INVESTORS sent Aberdeen Asset Management to the top of the FTSE 250 yesterday after it confirmed a deal worth up to £650m to buy Scottish Widows Investment Partnership (Swip), making it the biggest investment house in Europe.
The long-rumoured deal will see Aberdeen pay Swip’s current owner Lloyds £550m in shares, plus an extra £100m in cash over the next five years depending on performance.
Aberdeen boss Martin Gilbert, who has led at least seven takeovers for Aberdeen over the past decade, said the firm would now be happy to stay on the M&A sidelines for the next two years – the length of time it will take for the firms to fully integrate.
“Having done this deal it precludes us from doing another one for a couple of years,” Gilbert said. “It will take two years to integrate but it gives us a good financial platform in the US.”

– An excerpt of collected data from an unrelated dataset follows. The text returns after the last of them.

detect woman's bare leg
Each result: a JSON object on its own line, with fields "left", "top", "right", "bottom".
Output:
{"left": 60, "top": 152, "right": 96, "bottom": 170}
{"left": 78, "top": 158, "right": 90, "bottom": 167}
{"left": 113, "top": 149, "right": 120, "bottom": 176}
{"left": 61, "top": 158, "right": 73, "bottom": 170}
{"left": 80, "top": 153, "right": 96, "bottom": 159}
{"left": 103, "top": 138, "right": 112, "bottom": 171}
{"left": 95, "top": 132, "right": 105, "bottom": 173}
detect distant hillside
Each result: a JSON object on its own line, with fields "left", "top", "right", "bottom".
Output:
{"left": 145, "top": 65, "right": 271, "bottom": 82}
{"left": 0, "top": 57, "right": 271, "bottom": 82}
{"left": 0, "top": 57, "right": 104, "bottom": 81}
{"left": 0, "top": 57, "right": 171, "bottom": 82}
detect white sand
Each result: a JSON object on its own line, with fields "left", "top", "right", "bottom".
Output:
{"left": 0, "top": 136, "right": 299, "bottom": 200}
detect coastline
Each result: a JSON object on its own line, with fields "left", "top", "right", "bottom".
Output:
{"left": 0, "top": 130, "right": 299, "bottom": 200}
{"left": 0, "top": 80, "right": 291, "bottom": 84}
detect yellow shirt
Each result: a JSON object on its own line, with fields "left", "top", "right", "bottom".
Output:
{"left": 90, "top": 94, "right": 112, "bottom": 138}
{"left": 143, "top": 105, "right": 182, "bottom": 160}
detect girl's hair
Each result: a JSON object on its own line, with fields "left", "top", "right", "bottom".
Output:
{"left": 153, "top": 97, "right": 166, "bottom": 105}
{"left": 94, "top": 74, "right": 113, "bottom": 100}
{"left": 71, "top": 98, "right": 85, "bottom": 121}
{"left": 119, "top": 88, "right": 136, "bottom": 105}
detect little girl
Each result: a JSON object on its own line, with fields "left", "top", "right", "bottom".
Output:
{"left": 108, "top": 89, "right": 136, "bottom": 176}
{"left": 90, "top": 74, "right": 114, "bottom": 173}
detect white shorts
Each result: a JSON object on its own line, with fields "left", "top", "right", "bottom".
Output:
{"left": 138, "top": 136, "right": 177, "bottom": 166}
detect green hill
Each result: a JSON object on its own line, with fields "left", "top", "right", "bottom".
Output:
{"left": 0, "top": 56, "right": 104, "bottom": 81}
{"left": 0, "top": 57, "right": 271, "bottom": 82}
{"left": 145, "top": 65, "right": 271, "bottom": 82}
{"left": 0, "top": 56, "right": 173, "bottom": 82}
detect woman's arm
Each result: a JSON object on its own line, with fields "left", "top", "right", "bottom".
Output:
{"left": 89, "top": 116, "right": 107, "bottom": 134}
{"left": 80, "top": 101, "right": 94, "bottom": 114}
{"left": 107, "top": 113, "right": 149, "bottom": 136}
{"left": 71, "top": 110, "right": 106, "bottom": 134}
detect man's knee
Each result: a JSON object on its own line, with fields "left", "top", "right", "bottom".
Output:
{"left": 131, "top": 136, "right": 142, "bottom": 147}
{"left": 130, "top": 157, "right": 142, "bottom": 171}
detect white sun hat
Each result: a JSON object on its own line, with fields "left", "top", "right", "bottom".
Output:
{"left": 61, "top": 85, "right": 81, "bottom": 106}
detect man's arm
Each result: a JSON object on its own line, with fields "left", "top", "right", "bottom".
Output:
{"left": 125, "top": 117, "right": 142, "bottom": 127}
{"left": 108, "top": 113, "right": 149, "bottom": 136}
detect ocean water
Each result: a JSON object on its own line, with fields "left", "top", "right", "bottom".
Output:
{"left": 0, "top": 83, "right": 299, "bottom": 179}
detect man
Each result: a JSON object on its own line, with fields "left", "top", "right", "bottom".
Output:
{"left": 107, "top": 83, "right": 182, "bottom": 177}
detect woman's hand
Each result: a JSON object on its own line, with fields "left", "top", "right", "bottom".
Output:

Yesterday’s tie-up, which gives Lloyds a 9.9 per cent Aberdeen stake, makes Aberdeen the sixth largest money manager on earth and a challenger to US fund giants. The deal also sees Aberdeen acquire Lloyds’ wealth manager Investment Solutions – its platform for well heeled clients.
Lloyds will work in with Aberdeen to sell funds, and receive £100m after five years if the tie-up is successful.
The acquisition follows a prolonged sale process which saw Gilbert dismiss buying Swip in the summer, and a late rival bid from Macquarie.
“It was the inclusion of Investment Solutions into the deal that brought us back to the table,” Gilbert said.
“This is all about growing the combined business, this wasn’t prefaced on cost cutting.”